Il y a quelque chose d'infiniment touchant à feuilleter ces archives de 2024, quand l'humanité comptait encore ses morts par avalanches. Trente victimes en une saison en France : nos ancêtres trouvaient ce chiffre "dans la moyenne", avec cette résignation fataliste qui les caractérisait si bien.
Comme ils étaient attachants, ces pionniers du début du XXIe siècle, s'élançant sur leurs "skis" artisanaux dans des montagnes encore enneigées ! Ils parlaient déjà du réchauffement climatique – avec quelle prémonition ! – notant que les avalanches remontaient en altitude. Ces braves gens ne pouvaient imaginer qu'en 2063, leurs petits-enfants contempleraient des Alpes verdoyantes où seuls subsistent quelques névés artificiels dans les bio-dômes de Chamonix.
"Nos archives sensorielles montrent une pratique d'une beauté primitive", confie Dr.
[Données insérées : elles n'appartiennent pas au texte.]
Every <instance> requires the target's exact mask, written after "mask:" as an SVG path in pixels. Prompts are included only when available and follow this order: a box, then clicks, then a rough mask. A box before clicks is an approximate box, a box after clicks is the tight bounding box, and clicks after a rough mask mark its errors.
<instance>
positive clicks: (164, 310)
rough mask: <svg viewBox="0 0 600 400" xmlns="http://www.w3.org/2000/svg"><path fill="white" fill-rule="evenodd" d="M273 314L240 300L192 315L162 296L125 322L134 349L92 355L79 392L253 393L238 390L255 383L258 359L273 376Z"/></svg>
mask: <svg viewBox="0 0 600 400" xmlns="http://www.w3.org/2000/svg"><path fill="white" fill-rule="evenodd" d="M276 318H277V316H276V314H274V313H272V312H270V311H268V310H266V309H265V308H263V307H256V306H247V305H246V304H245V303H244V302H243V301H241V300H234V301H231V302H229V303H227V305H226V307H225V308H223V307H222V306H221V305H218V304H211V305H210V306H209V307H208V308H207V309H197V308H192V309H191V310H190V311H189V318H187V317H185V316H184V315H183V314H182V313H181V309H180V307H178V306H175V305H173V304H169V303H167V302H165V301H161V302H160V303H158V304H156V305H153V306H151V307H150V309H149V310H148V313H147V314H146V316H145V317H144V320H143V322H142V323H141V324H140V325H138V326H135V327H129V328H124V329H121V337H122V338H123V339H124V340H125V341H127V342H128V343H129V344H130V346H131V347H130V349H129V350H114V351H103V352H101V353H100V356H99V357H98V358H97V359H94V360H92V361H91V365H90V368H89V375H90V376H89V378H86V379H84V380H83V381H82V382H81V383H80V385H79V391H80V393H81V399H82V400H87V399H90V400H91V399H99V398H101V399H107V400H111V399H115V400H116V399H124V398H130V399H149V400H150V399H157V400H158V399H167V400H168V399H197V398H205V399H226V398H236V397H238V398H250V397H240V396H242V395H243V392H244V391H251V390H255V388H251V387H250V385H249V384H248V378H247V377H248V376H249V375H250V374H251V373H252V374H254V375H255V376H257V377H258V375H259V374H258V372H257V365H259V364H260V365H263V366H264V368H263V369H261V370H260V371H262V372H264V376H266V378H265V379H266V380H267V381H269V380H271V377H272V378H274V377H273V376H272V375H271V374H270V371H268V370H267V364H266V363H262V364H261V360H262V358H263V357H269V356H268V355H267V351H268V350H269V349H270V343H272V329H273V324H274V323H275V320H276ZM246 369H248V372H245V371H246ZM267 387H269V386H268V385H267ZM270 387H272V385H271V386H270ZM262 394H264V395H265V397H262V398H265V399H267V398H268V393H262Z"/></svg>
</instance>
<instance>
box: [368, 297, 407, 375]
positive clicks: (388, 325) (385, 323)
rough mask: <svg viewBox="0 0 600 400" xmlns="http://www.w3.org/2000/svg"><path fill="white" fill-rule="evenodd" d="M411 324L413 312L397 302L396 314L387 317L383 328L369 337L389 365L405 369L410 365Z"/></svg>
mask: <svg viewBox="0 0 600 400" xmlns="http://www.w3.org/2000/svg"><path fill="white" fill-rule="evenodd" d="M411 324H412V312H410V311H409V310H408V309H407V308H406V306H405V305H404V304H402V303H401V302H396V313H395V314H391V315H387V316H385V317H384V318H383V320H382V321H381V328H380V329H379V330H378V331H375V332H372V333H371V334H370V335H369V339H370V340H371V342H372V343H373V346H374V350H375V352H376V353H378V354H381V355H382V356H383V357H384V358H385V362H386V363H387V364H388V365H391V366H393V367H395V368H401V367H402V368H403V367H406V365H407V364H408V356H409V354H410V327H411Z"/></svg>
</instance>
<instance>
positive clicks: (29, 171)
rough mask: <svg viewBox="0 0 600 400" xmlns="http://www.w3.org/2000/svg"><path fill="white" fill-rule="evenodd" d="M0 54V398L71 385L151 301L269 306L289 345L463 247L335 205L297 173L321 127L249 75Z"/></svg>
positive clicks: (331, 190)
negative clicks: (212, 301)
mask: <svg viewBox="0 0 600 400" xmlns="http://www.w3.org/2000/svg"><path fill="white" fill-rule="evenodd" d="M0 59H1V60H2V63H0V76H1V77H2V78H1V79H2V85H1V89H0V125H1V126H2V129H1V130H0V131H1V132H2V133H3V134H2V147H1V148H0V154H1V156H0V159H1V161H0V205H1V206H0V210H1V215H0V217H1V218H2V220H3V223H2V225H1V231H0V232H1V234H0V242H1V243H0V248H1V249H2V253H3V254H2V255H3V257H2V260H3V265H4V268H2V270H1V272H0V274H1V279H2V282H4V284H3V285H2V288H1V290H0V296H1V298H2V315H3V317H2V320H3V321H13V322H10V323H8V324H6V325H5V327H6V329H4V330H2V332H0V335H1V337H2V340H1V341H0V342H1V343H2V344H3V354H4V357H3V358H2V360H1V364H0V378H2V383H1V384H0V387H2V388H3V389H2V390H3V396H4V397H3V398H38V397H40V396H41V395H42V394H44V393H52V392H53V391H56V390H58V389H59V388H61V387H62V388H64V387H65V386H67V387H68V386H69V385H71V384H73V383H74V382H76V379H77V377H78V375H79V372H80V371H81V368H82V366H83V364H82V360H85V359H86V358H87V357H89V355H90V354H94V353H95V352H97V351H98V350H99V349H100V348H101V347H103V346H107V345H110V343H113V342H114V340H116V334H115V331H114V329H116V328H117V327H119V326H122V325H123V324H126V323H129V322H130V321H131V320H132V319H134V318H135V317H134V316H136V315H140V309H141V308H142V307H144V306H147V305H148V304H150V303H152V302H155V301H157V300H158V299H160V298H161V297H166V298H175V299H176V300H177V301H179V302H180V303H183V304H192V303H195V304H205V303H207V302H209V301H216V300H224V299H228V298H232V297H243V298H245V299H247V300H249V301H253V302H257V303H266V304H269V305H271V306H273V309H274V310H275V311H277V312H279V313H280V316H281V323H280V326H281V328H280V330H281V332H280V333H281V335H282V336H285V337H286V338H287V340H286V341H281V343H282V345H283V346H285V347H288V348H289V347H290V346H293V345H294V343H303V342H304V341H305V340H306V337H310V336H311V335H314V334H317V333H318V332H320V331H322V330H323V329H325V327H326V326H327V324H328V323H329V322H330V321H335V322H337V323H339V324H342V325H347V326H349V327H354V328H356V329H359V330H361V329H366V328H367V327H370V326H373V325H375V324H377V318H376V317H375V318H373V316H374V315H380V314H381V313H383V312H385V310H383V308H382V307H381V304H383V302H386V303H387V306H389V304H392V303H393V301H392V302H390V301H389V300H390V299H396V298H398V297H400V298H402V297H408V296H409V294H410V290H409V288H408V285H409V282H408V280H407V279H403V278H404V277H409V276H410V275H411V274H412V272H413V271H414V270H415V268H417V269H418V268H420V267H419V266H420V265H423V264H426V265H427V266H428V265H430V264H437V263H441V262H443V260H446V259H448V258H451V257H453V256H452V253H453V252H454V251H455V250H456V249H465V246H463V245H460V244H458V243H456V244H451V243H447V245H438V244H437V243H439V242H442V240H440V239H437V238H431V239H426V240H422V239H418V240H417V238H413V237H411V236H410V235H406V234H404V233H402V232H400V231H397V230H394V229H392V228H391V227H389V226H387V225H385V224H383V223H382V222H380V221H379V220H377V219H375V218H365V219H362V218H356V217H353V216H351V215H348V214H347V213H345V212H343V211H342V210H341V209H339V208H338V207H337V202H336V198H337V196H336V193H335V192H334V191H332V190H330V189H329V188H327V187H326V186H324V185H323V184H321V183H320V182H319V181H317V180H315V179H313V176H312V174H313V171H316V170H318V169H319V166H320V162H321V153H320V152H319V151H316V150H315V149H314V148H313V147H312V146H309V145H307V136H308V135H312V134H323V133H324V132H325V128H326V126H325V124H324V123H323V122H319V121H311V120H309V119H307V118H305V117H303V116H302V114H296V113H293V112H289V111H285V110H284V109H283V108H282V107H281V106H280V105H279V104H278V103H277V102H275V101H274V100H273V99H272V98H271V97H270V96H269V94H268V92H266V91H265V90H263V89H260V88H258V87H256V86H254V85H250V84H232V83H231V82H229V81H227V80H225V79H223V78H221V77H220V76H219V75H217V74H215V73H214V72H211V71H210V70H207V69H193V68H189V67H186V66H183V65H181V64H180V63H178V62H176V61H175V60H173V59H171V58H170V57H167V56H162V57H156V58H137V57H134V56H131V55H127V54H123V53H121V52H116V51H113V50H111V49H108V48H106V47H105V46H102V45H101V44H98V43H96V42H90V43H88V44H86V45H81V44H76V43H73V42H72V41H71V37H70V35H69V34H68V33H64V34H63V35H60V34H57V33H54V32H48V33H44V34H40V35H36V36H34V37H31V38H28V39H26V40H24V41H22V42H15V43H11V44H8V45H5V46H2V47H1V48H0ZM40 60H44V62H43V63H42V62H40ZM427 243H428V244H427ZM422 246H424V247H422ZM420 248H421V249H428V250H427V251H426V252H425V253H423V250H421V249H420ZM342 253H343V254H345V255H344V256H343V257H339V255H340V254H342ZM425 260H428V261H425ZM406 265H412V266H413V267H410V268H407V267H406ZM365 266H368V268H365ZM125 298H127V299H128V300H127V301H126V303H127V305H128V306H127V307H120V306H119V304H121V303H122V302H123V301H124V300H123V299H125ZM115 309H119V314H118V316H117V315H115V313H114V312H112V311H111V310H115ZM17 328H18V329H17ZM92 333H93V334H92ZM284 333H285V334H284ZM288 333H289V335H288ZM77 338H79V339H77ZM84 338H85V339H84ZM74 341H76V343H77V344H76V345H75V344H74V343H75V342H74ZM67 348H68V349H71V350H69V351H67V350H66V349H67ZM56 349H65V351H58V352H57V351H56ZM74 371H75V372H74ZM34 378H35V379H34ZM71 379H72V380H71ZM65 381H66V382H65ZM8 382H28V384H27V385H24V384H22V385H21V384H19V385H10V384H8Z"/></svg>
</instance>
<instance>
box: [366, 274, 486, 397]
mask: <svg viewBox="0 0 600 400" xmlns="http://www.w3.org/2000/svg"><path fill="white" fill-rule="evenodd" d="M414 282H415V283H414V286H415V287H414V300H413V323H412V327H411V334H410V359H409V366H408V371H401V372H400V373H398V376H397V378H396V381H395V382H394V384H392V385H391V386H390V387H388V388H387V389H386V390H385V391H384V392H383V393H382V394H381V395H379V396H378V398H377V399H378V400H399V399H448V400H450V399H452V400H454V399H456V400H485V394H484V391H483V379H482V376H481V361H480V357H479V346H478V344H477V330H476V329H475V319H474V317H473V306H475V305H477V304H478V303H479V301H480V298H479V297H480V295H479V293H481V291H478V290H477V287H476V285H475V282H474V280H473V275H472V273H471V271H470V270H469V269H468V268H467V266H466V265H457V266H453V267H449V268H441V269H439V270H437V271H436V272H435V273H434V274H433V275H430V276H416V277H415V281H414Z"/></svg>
Elena Vasquez-Chen, conservatrice du Musée des Sports Disparus de Neo-Geneva. "Ces humains non-augmentés dévalaient des pentes à plus de 80 km/h, sans autre protection que leur instinct et quelques couches de textile. Une forme de méditation par le danger."
Le ski de randonnée – cette délicieuse expression ! – incarnait parfaitement l'esprit de l'époque. Nos ancêtres gravissaient péniblement des montagnes de leurs propres jambes, portant sur le dos leurs maigres provisions. Aujourd'hui, nos pods gravitationnels nous hissent sans effort vers les sommets martiens de l'Olympus Mons, mais où est la poésie de l'effort ? Où sont ces haltes contemplatives face aux séracs menaçants ?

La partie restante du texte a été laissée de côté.